原案著者の江藤千秋も本作の主人公と同じように愛知一中の卒業生で予科練習生に志願したが視力不足で試験に落ちており、この「総決起事件」に遭遇した当事者である。戦後、教師となり母校に赴任した江原は、どうしてこのような事件が起きたのか記録しようと当時の日記や資料、教師、旧友、遺族からの証言を集め、本作の原案を書き上げた[4]。
(ウィキ)
【出演】
池松壮亮 高橋克典
仲野太賀 鈴木砂羽
福士誠治 濱田マリ
近藤芳正 佐戸井けん太
平田満 夏川結衣
竜雷太 ほか
NHKスペシャル 終戦特集ドラマ 15歳の志願兵|番組|NHKアーカイブス

いつもはイタリアのTVドラマDOC3を放送している時間帯ですが、16年前のドラマを再放送です。
観てみてびっくり、豊臣兄弟のキャストです。
もしかして番宣かと思いましたが、中身は真っ当なドラマでした。
15歳の子どもが先導されて志願するシーンがこわいですね。
軍はもちろんですが、学校そしてそれを美化したマスコミ(新聞)の影響が大きいですね。
壮健な生徒から成績下位者を選抜するという案も出ました。
戦時下でも英語の授業はあったのですね。
知りませんでした。
脚本は大森寿美男です。
手慣れた脚本家でよくまとまっていますが、主人公やその周辺の戦後についてももっと詳しく描いてほしかったです。
それでも、今は天皇をかくしてお国のためというドラマが多いですが、これはちゃんと天皇陛下と言葉にしています。
お国=天皇ですから、天皇のために殺し殺されたことを隠してはいけません。
日本国民やアジアの人たちを大量殺戮した侵略戦争の最高責任者は言うまでもなく昭和天皇です。

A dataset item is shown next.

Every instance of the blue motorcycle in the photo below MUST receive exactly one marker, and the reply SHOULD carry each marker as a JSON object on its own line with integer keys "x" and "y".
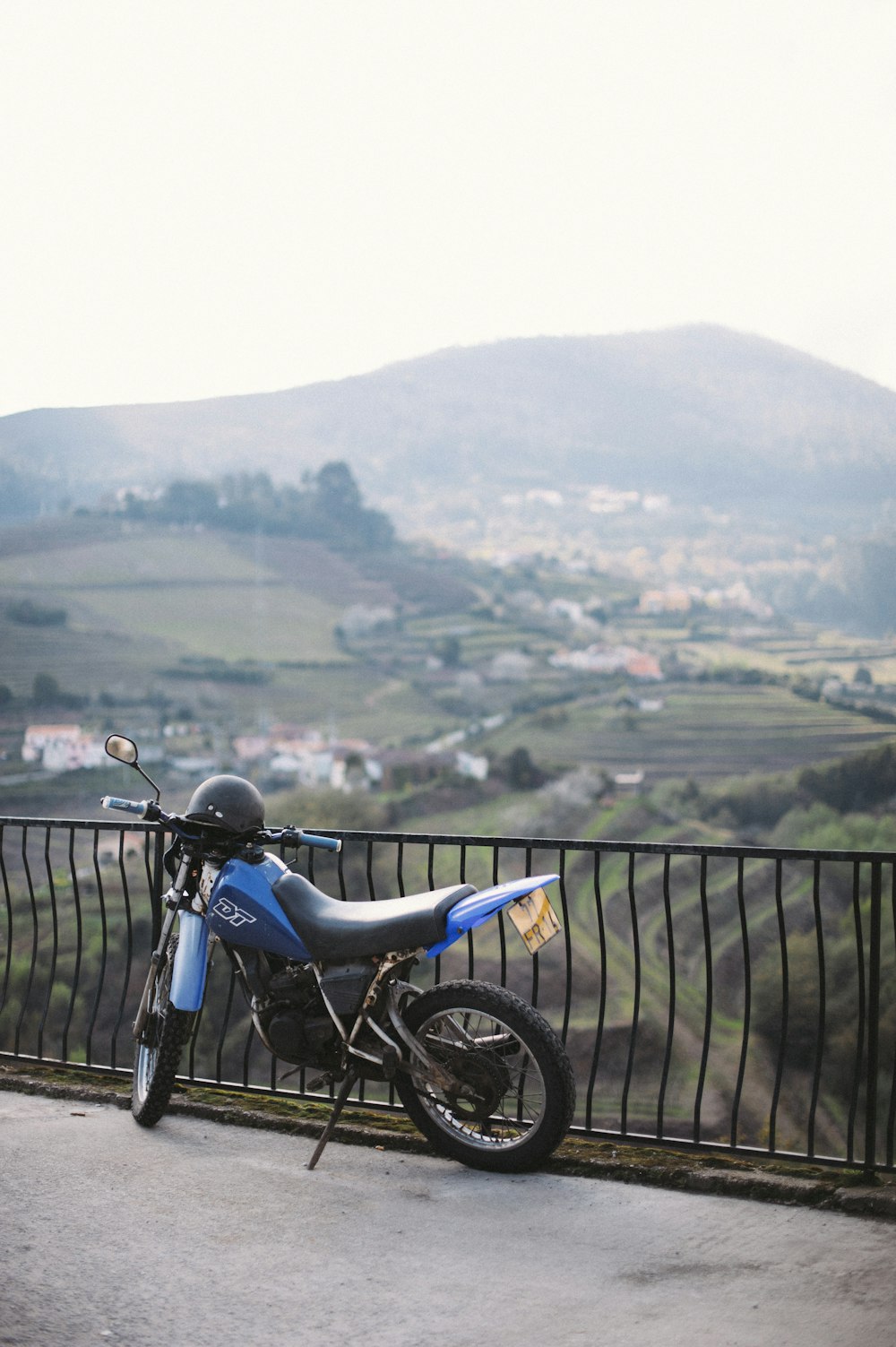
{"x": 480, "y": 1073}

戦争責任を問われず、退位もせず、戦後は平和主義者を演じ続けました。
ヒットラー、ムッソリーニ、ヒロヒトは、いまならネタニヤフやプーチンに匹敵する戦争犯罪人でしょう。
高市はこころよく思わないかもしれませんが、大河ドラマの時間帯に再放送すべきドラマでした。
*英語の勉強
The ultimate person responsible for the war of aggression that resulted in the mass slaughter of Japanese citizens and people in Asia was undoubtedly Emperor Showa.
He was never held accountable for the war, never abdicated, and continued to portray himself as a pacifist after the war.
Hitler, Mussolini, and Hirohito would be considered war criminals comparable to Netanyahu or Putin today.